The age, period and cohort (APC) model has received a considerable popularity for statistical analysis of data on consumer behaviors over the long term. In APC model, however, there exists an exact linear dependency among the three factors; hence even the first-order (linear) trend of each factor cannot be identified in the model. In this study, as an alternative one to APC model, a model which has age, period and environmental (APE) effects as its parameters is introduced for analyzing (age, period)-tabulated data on consumer survey for marketing research. It is shown that APE model is free from the non-identifiability problem from which APC model suffers though it is equivalent to APC model in terms of space spanned by column vectors in its design matrix. Further the results of fitting APE model to the data on consumer preference obtained from JNN Data Bank conducted by Japanese 28 TV stations including Tokyo Broadcasting System, Inc. (TBS) as their key station are shown. It is figured out, from those results, how Japanese food culture has been changed in the past several decades with respect to age, period and environmental (social) factors.

References:

Hanayama, N. (2001). A simple two-stage model for cancer risk in the environment. Environmetrics 12, 757-773.

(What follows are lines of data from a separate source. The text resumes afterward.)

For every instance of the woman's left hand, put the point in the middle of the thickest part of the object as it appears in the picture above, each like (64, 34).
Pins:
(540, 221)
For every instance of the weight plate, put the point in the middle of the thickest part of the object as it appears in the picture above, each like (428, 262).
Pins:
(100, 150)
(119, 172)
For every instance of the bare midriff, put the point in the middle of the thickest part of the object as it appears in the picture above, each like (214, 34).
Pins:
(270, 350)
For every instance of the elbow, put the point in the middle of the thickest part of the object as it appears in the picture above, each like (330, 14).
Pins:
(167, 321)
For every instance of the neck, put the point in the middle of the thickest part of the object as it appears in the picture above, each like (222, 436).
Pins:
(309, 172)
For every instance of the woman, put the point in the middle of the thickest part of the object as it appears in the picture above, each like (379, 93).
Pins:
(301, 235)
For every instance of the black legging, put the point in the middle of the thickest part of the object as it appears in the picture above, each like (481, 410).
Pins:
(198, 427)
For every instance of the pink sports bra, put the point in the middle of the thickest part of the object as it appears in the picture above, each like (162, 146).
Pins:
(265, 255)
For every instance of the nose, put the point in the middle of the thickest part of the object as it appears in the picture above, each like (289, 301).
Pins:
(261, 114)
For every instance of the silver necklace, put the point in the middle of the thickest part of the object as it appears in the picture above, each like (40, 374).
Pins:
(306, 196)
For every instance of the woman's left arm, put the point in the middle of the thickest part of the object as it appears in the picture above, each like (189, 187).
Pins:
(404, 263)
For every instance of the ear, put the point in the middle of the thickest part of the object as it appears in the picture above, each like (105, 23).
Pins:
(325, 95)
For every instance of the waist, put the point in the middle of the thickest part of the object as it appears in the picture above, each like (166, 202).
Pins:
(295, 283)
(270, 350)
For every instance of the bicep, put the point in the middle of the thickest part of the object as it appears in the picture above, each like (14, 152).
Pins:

Hanayama, N. (2004). Age-environment model for breast cancer. Environmetrics 15, 219-232.

Hanayama, N. (2007). An extended age period cohort model for analysing (age, period)-tabulated data. Statistics in Medicine 26, 3459-3475.

Hanayama, N. (2008). Age Period Cumulative Environment Model for Analyzing (Age, Period)-Tabulated Data on Breast Cancer Deaths. Communications in Statistics – Theory and Methods 37, 1770–1782.

Keywords: Age, period and cohort analysis for marketing research; Consumer preference; Identifiability problem; (age, period)-tabulated data

Biography: Nobutane Hanayama is an associate professor in Department of Information Technology at Shobi University in Japan. Here he is teaching “data analysis” in his classes. So far he has his manuscripts regarding statistical models for the analysis of environmental risks for cancer published in several academic journals including “Environmetrics” and “Statistics in Medicine”. Recently he is undertaking a consumer survey data analysis for marketing research.